The resilience of retainer 47 may also vary over time. For example, when bit cartridge 12 is in the open position retainer 47's segments 52 are compressed within the cylindrically apertured portion of sleeve 42. If cartridge 12 is left open more than several hours, then the capability of segments 52 to flex radially outwardly into snap-fit engagement within recess 58 may be degraded, weakening such engagement and preventing retainer 47 from retaining cartridge 12 in its closed position, thus permitting undesirable slippage of cartridge 12 from the closed position toward the open position.

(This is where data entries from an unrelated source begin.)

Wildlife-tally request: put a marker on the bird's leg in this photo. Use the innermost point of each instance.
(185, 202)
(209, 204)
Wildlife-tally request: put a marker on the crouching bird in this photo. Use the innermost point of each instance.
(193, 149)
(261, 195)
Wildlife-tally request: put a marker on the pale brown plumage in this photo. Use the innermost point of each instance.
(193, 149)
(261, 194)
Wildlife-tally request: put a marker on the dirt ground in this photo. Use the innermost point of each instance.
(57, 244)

Consequently, it is impractical to display screwdriver 10 for sale in transparent packaging with cartridge 12 in its open position. Such display is however desirable, because it lets prospective purchasers see cartridge 12 and any bits stored therein. The resilience of retainer 47 may also vary with temperature.
This disclosure addresses the shortcomings of retainer 47. The foregoing examples of the related art and limitations related thereto are intended to be illustrative and not exclusive. Other limitations of the related art will become apparent to those of skill in the art upon a reading of the specification and a study of the drawings.